A noninvasive scintigraphic technique was used to estimate enterogastric reflux and subsequent gastric evacuation of refluxate in 35 normal, healthy subjects and 55 patients previously treated by vagotomy or partial gastrectomy. Reflux was provoked by a milk drink and quantitated by counting 99Tcm-EHIDA activity within the gastric area during gamma camera imaging. Seven normal subjects (20%) showed reflux of 5-18% of initial activity (mean: 10%), with peak values occurring at 5-30 minutes (mean: 14 minutes) following the milk. Gastric evacuation of activity in these subjects was monoexponential (r = 0.993, T1/2 = 24.1 minutes). Reflux occurred more frequently than normal in patients with truncal vagotomy and drainage (22/28 patients) and partial gastrectomy (20/21 patients). All of 16 patients with Billroth II anastomoses exhibited reflux, which was excessive compared with refluxing normal subjects (mean: 25%; p less than 0.01) and occurred later into the study (mean: 34 minutes; p less than 0.01). Ten of 11 asymptomatic patients showed reflux of similar amounts of activity (mean: 21%) compared with 16 patients who complained of bile vomiting (mean: 22%).

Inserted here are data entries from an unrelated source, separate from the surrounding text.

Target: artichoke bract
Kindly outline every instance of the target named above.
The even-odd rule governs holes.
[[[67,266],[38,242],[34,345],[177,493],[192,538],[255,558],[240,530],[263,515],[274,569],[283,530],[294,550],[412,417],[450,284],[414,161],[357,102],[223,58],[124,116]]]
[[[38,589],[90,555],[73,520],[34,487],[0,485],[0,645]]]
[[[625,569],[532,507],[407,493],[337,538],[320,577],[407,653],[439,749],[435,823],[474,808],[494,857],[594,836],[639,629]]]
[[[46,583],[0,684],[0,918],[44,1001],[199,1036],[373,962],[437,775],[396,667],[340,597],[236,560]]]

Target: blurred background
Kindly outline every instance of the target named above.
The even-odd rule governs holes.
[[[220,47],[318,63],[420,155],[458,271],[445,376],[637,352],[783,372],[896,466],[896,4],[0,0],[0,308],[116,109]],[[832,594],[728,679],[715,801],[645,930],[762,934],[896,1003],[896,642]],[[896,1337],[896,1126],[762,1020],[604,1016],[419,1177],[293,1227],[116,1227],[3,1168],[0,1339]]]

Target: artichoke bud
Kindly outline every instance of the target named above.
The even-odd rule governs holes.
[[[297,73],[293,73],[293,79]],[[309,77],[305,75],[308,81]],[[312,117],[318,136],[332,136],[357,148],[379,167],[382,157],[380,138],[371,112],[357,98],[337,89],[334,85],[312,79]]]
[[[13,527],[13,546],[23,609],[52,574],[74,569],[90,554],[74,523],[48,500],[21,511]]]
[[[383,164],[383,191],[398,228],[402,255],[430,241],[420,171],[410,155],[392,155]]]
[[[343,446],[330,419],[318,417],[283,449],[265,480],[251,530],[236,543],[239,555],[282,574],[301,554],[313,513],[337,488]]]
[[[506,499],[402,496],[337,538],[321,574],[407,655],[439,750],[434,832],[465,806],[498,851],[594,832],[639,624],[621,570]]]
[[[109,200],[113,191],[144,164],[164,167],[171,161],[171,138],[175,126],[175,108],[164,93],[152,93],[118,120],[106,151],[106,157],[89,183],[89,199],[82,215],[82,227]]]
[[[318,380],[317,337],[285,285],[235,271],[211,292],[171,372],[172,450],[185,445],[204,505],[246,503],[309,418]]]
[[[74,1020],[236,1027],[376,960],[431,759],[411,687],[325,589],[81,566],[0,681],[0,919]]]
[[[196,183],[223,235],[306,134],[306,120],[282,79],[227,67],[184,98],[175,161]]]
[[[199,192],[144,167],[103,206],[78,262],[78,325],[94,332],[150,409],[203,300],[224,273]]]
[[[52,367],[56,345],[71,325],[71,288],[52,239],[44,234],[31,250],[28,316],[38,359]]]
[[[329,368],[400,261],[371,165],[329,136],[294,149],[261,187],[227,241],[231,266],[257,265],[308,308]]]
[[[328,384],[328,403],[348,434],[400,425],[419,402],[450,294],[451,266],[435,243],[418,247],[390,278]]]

However, asymptomatic patients exhibited gastric evacuation of refluxate at a rate similar to that of refluxing normal subjects, while bile vomiters showed significant gastric retention of refluxate at 25-30 minutes following peak gastric activity (p less than 0.05). This result confirms that post-operative bile vomiting is essentially a problem of gastric emptying.
采用一种非侵入性闪烁扫描技术,对35名正常健康受试者以及55名曾接受迷走神经切断术或胃部分切除术的患者的肠胃反流及反流物随后的胃排空情况进行评估。通过饮用牛奶引发反流,并在γ相机成像过程中对胃区域内的99锝-依替菲宁活性进行计数来定量反流。7名正常受试者(20%)出现反流,反流活性占初始活性的5%-18%(平均为10%),峰值出现在饮用牛奶后的5-30分钟(平均为14分钟)。这些受试者中活性的胃排空呈单指数形式(r = 0.993,T1/2 = 24.1分钟)。在接受迷走神经干切断术加引流术的患者(22/28例患者)和胃部分切除术的患者(20/21例患者)中,反流发生频率高于正常情况。所有16例采用毕罗Ⅱ式吻合术的患者均出现反流,与反流的正常受试者相比反流过多(平均为25%;p<0.01),且在研究后期出现(平均为34分钟;p<0.01)。11名无症状患者中有10名出现了相似量活性的反流(平均为21%),而16名主诉胆汁呕吐的患者反流情况相似(平均为22%)。然而,无症状患者反流物的胃排空速率与反流的正常受试者相似,而胆汁呕吐者在胃活性峰值后25-30分钟时反流物出现明显的胃潴留(p<0.05)。这一结果证实,术后胆汁呕吐本质上是一个胃排空问题。